1.) La communauté internationale doit soutenir les ONG interreligieuses locales qui sont à l’œuvre aux Moluques en leur apportant une aide financière et technique.

2.) La communauté internationale doit soutenir et faciliter les initiatives de réconciliation de Baku Bae, ce qui comprend :

a.) la formation de zones neutres à Amboine où les deux communautés pourraient de nouveau interagir et se côtoyer socialement.

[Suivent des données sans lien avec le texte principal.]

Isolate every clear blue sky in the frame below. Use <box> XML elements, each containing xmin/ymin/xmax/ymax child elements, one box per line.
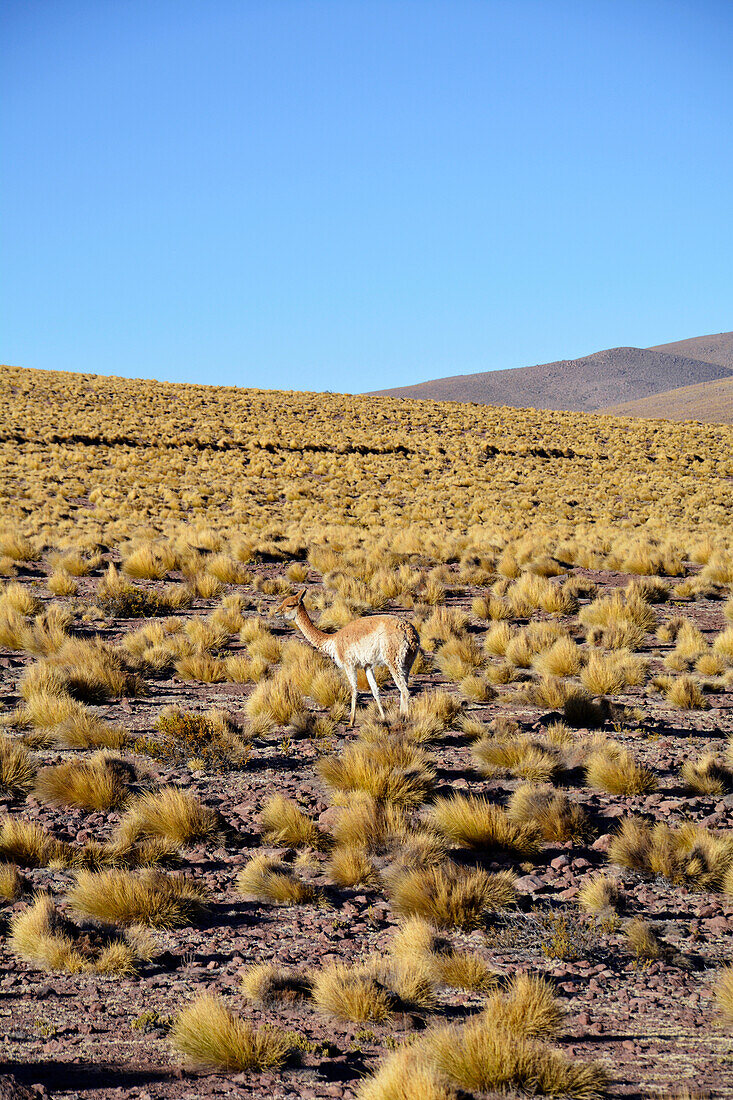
<box><xmin>0</xmin><ymin>0</ymin><xmax>733</xmax><ymax>393</ymax></box>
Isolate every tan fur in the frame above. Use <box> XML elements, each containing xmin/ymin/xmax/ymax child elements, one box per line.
<box><xmin>275</xmin><ymin>589</ymin><xmax>419</xmax><ymax>726</ymax></box>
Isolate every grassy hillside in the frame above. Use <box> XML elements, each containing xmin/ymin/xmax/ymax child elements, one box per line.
<box><xmin>367</xmin><ymin>348</ymin><xmax>731</xmax><ymax>413</ymax></box>
<box><xmin>0</xmin><ymin>367</ymin><xmax>733</xmax><ymax>558</ymax></box>
<box><xmin>600</xmin><ymin>378</ymin><xmax>733</xmax><ymax>424</ymax></box>
<box><xmin>0</xmin><ymin>369</ymin><xmax>733</xmax><ymax>1100</ymax></box>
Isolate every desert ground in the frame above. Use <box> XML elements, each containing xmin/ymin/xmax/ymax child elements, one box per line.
<box><xmin>0</xmin><ymin>367</ymin><xmax>733</xmax><ymax>1100</ymax></box>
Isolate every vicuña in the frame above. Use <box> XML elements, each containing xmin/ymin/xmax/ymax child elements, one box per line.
<box><xmin>275</xmin><ymin>589</ymin><xmax>420</xmax><ymax>726</ymax></box>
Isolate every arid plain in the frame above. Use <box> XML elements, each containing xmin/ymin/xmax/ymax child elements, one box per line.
<box><xmin>0</xmin><ymin>367</ymin><xmax>733</xmax><ymax>1100</ymax></box>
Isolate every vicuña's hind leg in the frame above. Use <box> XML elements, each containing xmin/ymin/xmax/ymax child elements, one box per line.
<box><xmin>343</xmin><ymin>668</ymin><xmax>357</xmax><ymax>726</ymax></box>
<box><xmin>364</xmin><ymin>664</ymin><xmax>384</xmax><ymax>722</ymax></box>
<box><xmin>389</xmin><ymin>664</ymin><xmax>409</xmax><ymax>717</ymax></box>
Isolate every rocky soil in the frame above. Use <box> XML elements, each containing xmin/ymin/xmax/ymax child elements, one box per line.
<box><xmin>0</xmin><ymin>565</ymin><xmax>733</xmax><ymax>1100</ymax></box>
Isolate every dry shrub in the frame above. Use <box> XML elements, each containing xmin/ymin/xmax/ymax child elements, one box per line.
<box><xmin>171</xmin><ymin>993</ymin><xmax>293</xmax><ymax>1073</ymax></box>
<box><xmin>318</xmin><ymin>740</ymin><xmax>435</xmax><ymax>806</ymax></box>
<box><xmin>578</xmin><ymin>875</ymin><xmax>623</xmax><ymax>913</ymax></box>
<box><xmin>460</xmin><ymin>675</ymin><xmax>497</xmax><ymax>703</ymax></box>
<box><xmin>145</xmin><ymin>706</ymin><xmax>249</xmax><ymax>769</ymax></box>
<box><xmin>562</xmin><ymin>690</ymin><xmax>611</xmax><ymax>729</ymax></box>
<box><xmin>241</xmin><ymin>963</ymin><xmax>311</xmax><ymax>1004</ymax></box>
<box><xmin>507</xmin><ymin>783</ymin><xmax>591</xmax><ymax>844</ymax></box>
<box><xmin>33</xmin><ymin>752</ymin><xmax>134</xmax><ymax>811</ymax></box>
<box><xmin>310</xmin><ymin>963</ymin><xmax>395</xmax><ymax>1023</ymax></box>
<box><xmin>260</xmin><ymin>794</ymin><xmax>328</xmax><ymax>848</ymax></box>
<box><xmin>67</xmin><ymin>870</ymin><xmax>208</xmax><ymax>928</ymax></box>
<box><xmin>0</xmin><ymin>734</ymin><xmax>35</xmax><ymax>796</ymax></box>
<box><xmin>237</xmin><ymin>854</ymin><xmax>320</xmax><ymax>905</ymax></box>
<box><xmin>118</xmin><ymin>787</ymin><xmax>221</xmax><ymax>847</ymax></box>
<box><xmin>390</xmin><ymin>864</ymin><xmax>516</xmax><ymax>928</ymax></box>
<box><xmin>429</xmin><ymin>794</ymin><xmax>541</xmax><ymax>858</ymax></box>
<box><xmin>586</xmin><ymin>743</ymin><xmax>658</xmax><ymax>794</ymax></box>
<box><xmin>8</xmin><ymin>895</ymin><xmax>149</xmax><ymax>976</ymax></box>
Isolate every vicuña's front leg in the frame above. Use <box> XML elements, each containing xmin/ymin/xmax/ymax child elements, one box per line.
<box><xmin>364</xmin><ymin>664</ymin><xmax>384</xmax><ymax>722</ymax></box>
<box><xmin>343</xmin><ymin>668</ymin><xmax>357</xmax><ymax>728</ymax></box>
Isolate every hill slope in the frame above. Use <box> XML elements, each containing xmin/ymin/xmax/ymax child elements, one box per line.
<box><xmin>376</xmin><ymin>343</ymin><xmax>733</xmax><ymax>413</ymax></box>
<box><xmin>649</xmin><ymin>332</ymin><xmax>733</xmax><ymax>371</ymax></box>
<box><xmin>599</xmin><ymin>376</ymin><xmax>733</xmax><ymax>424</ymax></box>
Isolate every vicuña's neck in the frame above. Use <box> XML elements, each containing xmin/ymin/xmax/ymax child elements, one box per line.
<box><xmin>295</xmin><ymin>605</ymin><xmax>329</xmax><ymax>649</ymax></box>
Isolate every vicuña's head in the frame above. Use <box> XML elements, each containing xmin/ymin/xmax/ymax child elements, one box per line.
<box><xmin>274</xmin><ymin>589</ymin><xmax>306</xmax><ymax>619</ymax></box>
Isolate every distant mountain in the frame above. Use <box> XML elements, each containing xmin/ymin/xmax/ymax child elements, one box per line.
<box><xmin>375</xmin><ymin>332</ymin><xmax>733</xmax><ymax>415</ymax></box>
<box><xmin>599</xmin><ymin>376</ymin><xmax>733</xmax><ymax>424</ymax></box>
<box><xmin>649</xmin><ymin>332</ymin><xmax>733</xmax><ymax>371</ymax></box>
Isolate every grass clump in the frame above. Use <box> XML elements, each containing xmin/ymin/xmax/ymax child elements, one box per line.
<box><xmin>483</xmin><ymin>974</ymin><xmax>564</xmax><ymax>1038</ymax></box>
<box><xmin>389</xmin><ymin>864</ymin><xmax>516</xmax><ymax>928</ymax></box>
<box><xmin>118</xmin><ymin>787</ymin><xmax>221</xmax><ymax>847</ymax></box>
<box><xmin>424</xmin><ymin>1013</ymin><xmax>605</xmax><ymax>1098</ymax></box>
<box><xmin>318</xmin><ymin>739</ymin><xmax>435</xmax><ymax>806</ymax></box>
<box><xmin>430</xmin><ymin>794</ymin><xmax>541</xmax><ymax>857</ymax></box>
<box><xmin>472</xmin><ymin>735</ymin><xmax>561</xmax><ymax>782</ymax></box>
<box><xmin>665</xmin><ymin>677</ymin><xmax>708</xmax><ymax>711</ymax></box>
<box><xmin>357</xmin><ymin>1044</ymin><xmax>457</xmax><ymax>1100</ymax></box>
<box><xmin>33</xmin><ymin>752</ymin><xmax>134</xmax><ymax>811</ymax></box>
<box><xmin>8</xmin><ymin>895</ymin><xmax>154</xmax><ymax>976</ymax></box>
<box><xmin>260</xmin><ymin>794</ymin><xmax>328</xmax><ymax>849</ymax></box>
<box><xmin>310</xmin><ymin>963</ymin><xmax>395</xmax><ymax>1023</ymax></box>
<box><xmin>608</xmin><ymin>817</ymin><xmax>733</xmax><ymax>893</ymax></box>
<box><xmin>624</xmin><ymin>916</ymin><xmax>663</xmax><ymax>959</ymax></box>
<box><xmin>681</xmin><ymin>752</ymin><xmax>733</xmax><ymax>795</ymax></box>
<box><xmin>0</xmin><ymin>817</ymin><xmax>70</xmax><ymax>867</ymax></box>
<box><xmin>244</xmin><ymin>673</ymin><xmax>305</xmax><ymax>729</ymax></box>
<box><xmin>715</xmin><ymin>966</ymin><xmax>733</xmax><ymax>1027</ymax></box>
<box><xmin>586</xmin><ymin>743</ymin><xmax>658</xmax><ymax>794</ymax></box>
<box><xmin>0</xmin><ymin>864</ymin><xmax>25</xmax><ymax>901</ymax></box>
<box><xmin>578</xmin><ymin>875</ymin><xmax>623</xmax><ymax>913</ymax></box>
<box><xmin>237</xmin><ymin>854</ymin><xmax>320</xmax><ymax>905</ymax></box>
<box><xmin>67</xmin><ymin>870</ymin><xmax>208</xmax><ymax>928</ymax></box>
<box><xmin>506</xmin><ymin>783</ymin><xmax>592</xmax><ymax>843</ymax></box>
<box><xmin>0</xmin><ymin>734</ymin><xmax>35</xmax><ymax>798</ymax></box>
<box><xmin>171</xmin><ymin>993</ymin><xmax>293</xmax><ymax>1073</ymax></box>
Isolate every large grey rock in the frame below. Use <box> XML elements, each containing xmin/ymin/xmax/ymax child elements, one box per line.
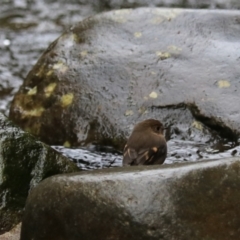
<box><xmin>21</xmin><ymin>158</ymin><xmax>240</xmax><ymax>240</ymax></box>
<box><xmin>10</xmin><ymin>8</ymin><xmax>240</xmax><ymax>148</ymax></box>
<box><xmin>0</xmin><ymin>114</ymin><xmax>79</xmax><ymax>234</ymax></box>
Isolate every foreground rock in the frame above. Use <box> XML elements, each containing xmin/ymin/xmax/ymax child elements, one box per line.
<box><xmin>21</xmin><ymin>158</ymin><xmax>240</xmax><ymax>240</ymax></box>
<box><xmin>10</xmin><ymin>8</ymin><xmax>240</xmax><ymax>149</ymax></box>
<box><xmin>0</xmin><ymin>114</ymin><xmax>79</xmax><ymax>234</ymax></box>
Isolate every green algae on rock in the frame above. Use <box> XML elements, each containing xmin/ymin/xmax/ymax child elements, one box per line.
<box><xmin>0</xmin><ymin>114</ymin><xmax>79</xmax><ymax>234</ymax></box>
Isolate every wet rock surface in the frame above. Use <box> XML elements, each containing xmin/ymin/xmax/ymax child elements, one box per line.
<box><xmin>21</xmin><ymin>158</ymin><xmax>240</xmax><ymax>240</ymax></box>
<box><xmin>0</xmin><ymin>114</ymin><xmax>79</xmax><ymax>234</ymax></box>
<box><xmin>10</xmin><ymin>8</ymin><xmax>240</xmax><ymax>155</ymax></box>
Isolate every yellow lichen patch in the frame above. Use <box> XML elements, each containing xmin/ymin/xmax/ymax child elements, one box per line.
<box><xmin>44</xmin><ymin>83</ymin><xmax>57</xmax><ymax>97</ymax></box>
<box><xmin>71</xmin><ymin>33</ymin><xmax>78</xmax><ymax>42</ymax></box>
<box><xmin>192</xmin><ymin>121</ymin><xmax>203</xmax><ymax>131</ymax></box>
<box><xmin>53</xmin><ymin>61</ymin><xmax>68</xmax><ymax>73</ymax></box>
<box><xmin>22</xmin><ymin>107</ymin><xmax>45</xmax><ymax>118</ymax></box>
<box><xmin>80</xmin><ymin>51</ymin><xmax>88</xmax><ymax>57</ymax></box>
<box><xmin>168</xmin><ymin>45</ymin><xmax>182</xmax><ymax>54</ymax></box>
<box><xmin>36</xmin><ymin>65</ymin><xmax>45</xmax><ymax>77</ymax></box>
<box><xmin>149</xmin><ymin>91</ymin><xmax>158</xmax><ymax>98</ymax></box>
<box><xmin>63</xmin><ymin>141</ymin><xmax>71</xmax><ymax>147</ymax></box>
<box><xmin>218</xmin><ymin>80</ymin><xmax>231</xmax><ymax>88</ymax></box>
<box><xmin>27</xmin><ymin>86</ymin><xmax>37</xmax><ymax>96</ymax></box>
<box><xmin>47</xmin><ymin>69</ymin><xmax>53</xmax><ymax>77</ymax></box>
<box><xmin>61</xmin><ymin>93</ymin><xmax>74</xmax><ymax>107</ymax></box>
<box><xmin>134</xmin><ymin>32</ymin><xmax>142</xmax><ymax>38</ymax></box>
<box><xmin>125</xmin><ymin>110</ymin><xmax>133</xmax><ymax>116</ymax></box>
<box><xmin>138</xmin><ymin>107</ymin><xmax>148</xmax><ymax>114</ymax></box>
<box><xmin>156</xmin><ymin>51</ymin><xmax>171</xmax><ymax>60</ymax></box>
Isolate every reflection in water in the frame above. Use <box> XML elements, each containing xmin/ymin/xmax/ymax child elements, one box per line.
<box><xmin>52</xmin><ymin>140</ymin><xmax>240</xmax><ymax>170</ymax></box>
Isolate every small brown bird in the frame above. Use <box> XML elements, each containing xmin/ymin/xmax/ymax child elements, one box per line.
<box><xmin>123</xmin><ymin>119</ymin><xmax>167</xmax><ymax>165</ymax></box>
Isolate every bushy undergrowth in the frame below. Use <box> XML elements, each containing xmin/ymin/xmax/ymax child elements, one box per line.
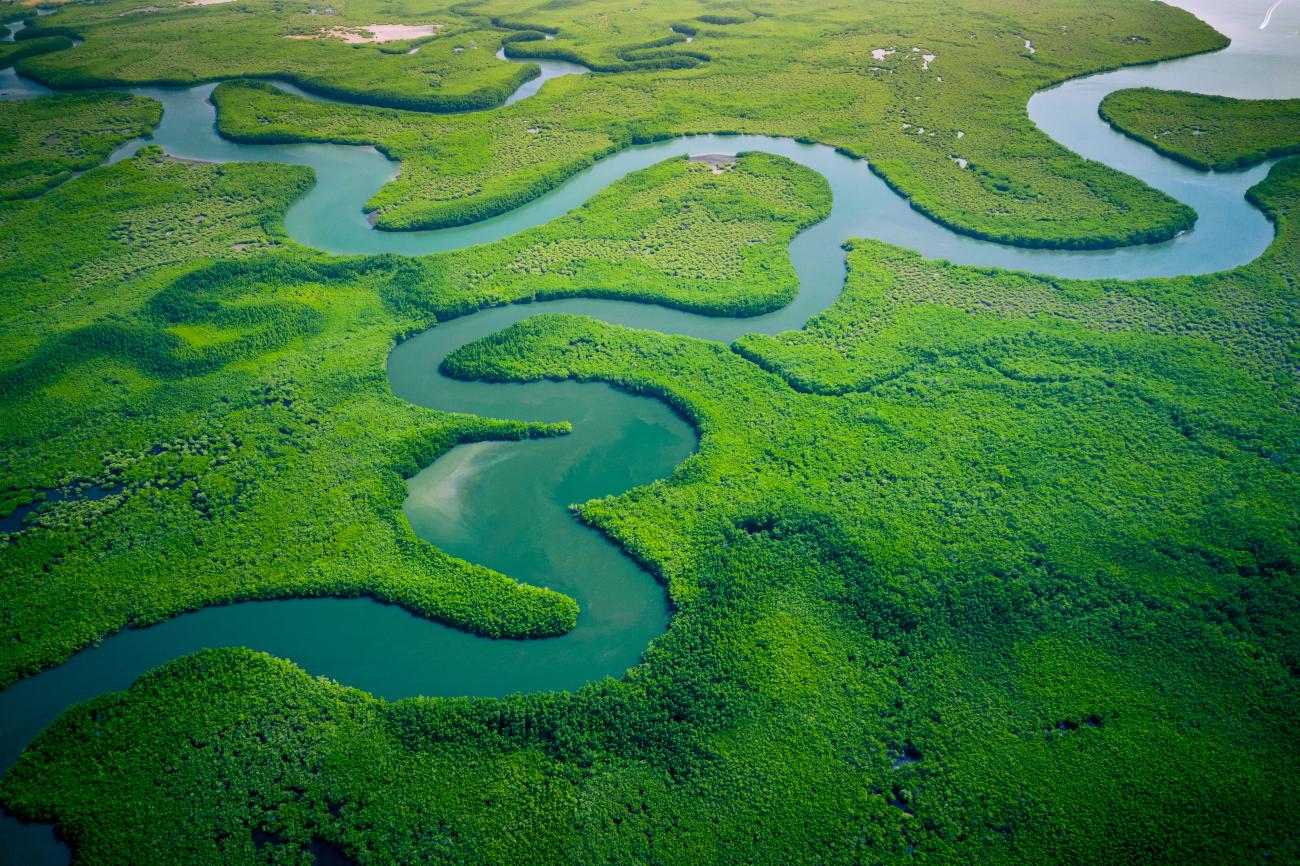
<box><xmin>0</xmin><ymin>92</ymin><xmax>163</xmax><ymax>200</ymax></box>
<box><xmin>0</xmin><ymin>148</ymin><xmax>831</xmax><ymax>680</ymax></box>
<box><xmin>1099</xmin><ymin>87</ymin><xmax>1300</xmax><ymax>172</ymax></box>
<box><xmin>20</xmin><ymin>0</ymin><xmax>1223</xmax><ymax>247</ymax></box>
<box><xmin>0</xmin><ymin>8</ymin><xmax>1300</xmax><ymax>866</ymax></box>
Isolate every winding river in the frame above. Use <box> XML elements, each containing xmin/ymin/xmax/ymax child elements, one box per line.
<box><xmin>0</xmin><ymin>0</ymin><xmax>1300</xmax><ymax>863</ymax></box>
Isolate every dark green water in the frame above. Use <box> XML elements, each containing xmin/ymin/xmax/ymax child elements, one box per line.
<box><xmin>0</xmin><ymin>0</ymin><xmax>1300</xmax><ymax>863</ymax></box>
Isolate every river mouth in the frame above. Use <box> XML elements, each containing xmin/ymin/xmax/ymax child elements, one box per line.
<box><xmin>0</xmin><ymin>0</ymin><xmax>1300</xmax><ymax>863</ymax></box>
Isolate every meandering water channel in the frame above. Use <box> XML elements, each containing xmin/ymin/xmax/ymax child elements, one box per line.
<box><xmin>0</xmin><ymin>0</ymin><xmax>1300</xmax><ymax>863</ymax></box>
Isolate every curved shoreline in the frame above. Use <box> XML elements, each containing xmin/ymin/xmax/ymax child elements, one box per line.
<box><xmin>0</xmin><ymin>1</ymin><xmax>1300</xmax><ymax>862</ymax></box>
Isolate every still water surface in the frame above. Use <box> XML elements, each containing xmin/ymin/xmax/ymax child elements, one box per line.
<box><xmin>0</xmin><ymin>0</ymin><xmax>1300</xmax><ymax>863</ymax></box>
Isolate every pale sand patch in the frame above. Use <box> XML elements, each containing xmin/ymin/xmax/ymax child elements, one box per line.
<box><xmin>288</xmin><ymin>22</ymin><xmax>447</xmax><ymax>46</ymax></box>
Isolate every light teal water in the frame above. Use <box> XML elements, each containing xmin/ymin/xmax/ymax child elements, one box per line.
<box><xmin>0</xmin><ymin>0</ymin><xmax>1300</xmax><ymax>863</ymax></box>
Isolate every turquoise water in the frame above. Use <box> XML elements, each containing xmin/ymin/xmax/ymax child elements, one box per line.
<box><xmin>0</xmin><ymin>0</ymin><xmax>1300</xmax><ymax>863</ymax></box>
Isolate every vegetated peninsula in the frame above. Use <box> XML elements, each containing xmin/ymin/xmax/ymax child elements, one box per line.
<box><xmin>1100</xmin><ymin>87</ymin><xmax>1300</xmax><ymax>172</ymax></box>
<box><xmin>0</xmin><ymin>0</ymin><xmax>1300</xmax><ymax>866</ymax></box>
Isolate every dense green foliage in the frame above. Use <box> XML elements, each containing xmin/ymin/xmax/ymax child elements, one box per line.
<box><xmin>0</xmin><ymin>91</ymin><xmax>163</xmax><ymax>200</ymax></box>
<box><xmin>0</xmin><ymin>0</ymin><xmax>1300</xmax><ymax>866</ymax></box>
<box><xmin>16</xmin><ymin>0</ymin><xmax>538</xmax><ymax>112</ymax></box>
<box><xmin>1099</xmin><ymin>87</ymin><xmax>1300</xmax><ymax>172</ymax></box>
<box><xmin>737</xmin><ymin>160</ymin><xmax>1300</xmax><ymax>395</ymax></box>
<box><xmin>0</xmin><ymin>148</ymin><xmax>829</xmax><ymax>680</ymax></box>
<box><xmin>4</xmin><ymin>153</ymin><xmax>1300</xmax><ymax>863</ymax></box>
<box><xmin>20</xmin><ymin>0</ymin><xmax>1223</xmax><ymax>247</ymax></box>
<box><xmin>0</xmin><ymin>36</ymin><xmax>73</xmax><ymax>69</ymax></box>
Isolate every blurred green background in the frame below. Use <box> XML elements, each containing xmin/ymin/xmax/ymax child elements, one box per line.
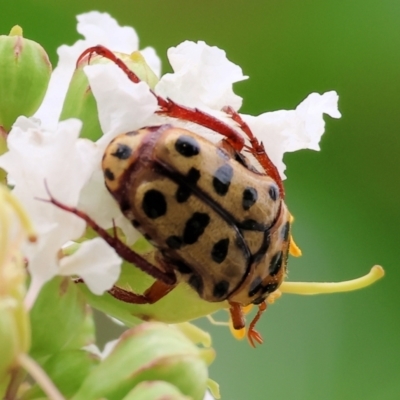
<box><xmin>0</xmin><ymin>0</ymin><xmax>400</xmax><ymax>400</ymax></box>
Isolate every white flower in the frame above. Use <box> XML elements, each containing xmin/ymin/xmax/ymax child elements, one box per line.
<box><xmin>0</xmin><ymin>12</ymin><xmax>340</xmax><ymax>306</ymax></box>
<box><xmin>0</xmin><ymin>117</ymin><xmax>120</xmax><ymax>299</ymax></box>
<box><xmin>35</xmin><ymin>11</ymin><xmax>161</xmax><ymax>129</ymax></box>
<box><xmin>156</xmin><ymin>41</ymin><xmax>248</xmax><ymax>110</ymax></box>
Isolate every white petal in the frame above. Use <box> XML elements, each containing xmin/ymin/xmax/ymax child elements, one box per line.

Ces zones comprendraient les places de marché, les écoles et un hôpital ;

b.) un atelier de réconciliation réunissant les responsables traditionnels des musulmans et des chrétiens de localités et de régions choisies des Moluques.

3.) L’application de la loi et les structures judiciaires doivent être renforcées par le biais d’une assistance financière et une expertise internationales.

4.) Les programmes d’aide humanitaire doivent promouvoir l’autosuffisance et la prise de responsabilité plutôt que la dépendance en l’aide distribuée.

5.) Il est impératif que soit mis l’accent sur le fait que des comptes précis doivent être rendus pour toute aide financière ou humanitaire envoyé dans la région.

6.) Pour assurer une telle transparence, plutôt que de faire appel aux agences gouvernementales, l’aide doit être distribuée par les ONG locales et les réseaux de réconciliation au plus bas niveau tels que le processus Baku Bae.

Nous demandons à l’Union européenne et aux Nations Unies de faciliter l’intervention de la communauté internationale au cas où le gouvernement indonésien faillirait à se conformer aux recommandations ci-dessus pour assurer la protection des musulmans et des chrétiens pacifiques aux Moluques.

Signé par :

pour les représentants musulmans : 1.) Haji Muhammad Jusuf Ely, secrétaire du détachement musulman d’urgence aux Moluques ; 2.) M. Mahfud Nukuhehe, chef traditionnel de treize villages musulmans de la partie nord de l’île d’Amboine (région de Leihitu) ;

pour les représentants chrétiens : 1.) Mgr P.C. Mandagi, évêque du diocèse catholique d’Amboine ; 2.) le révérend John Titaley ; 3.) le révérend Jacky Manuputty (tous deux chargés des questions des droits de l’homme au sein de l’Eglise protestante des Moluques).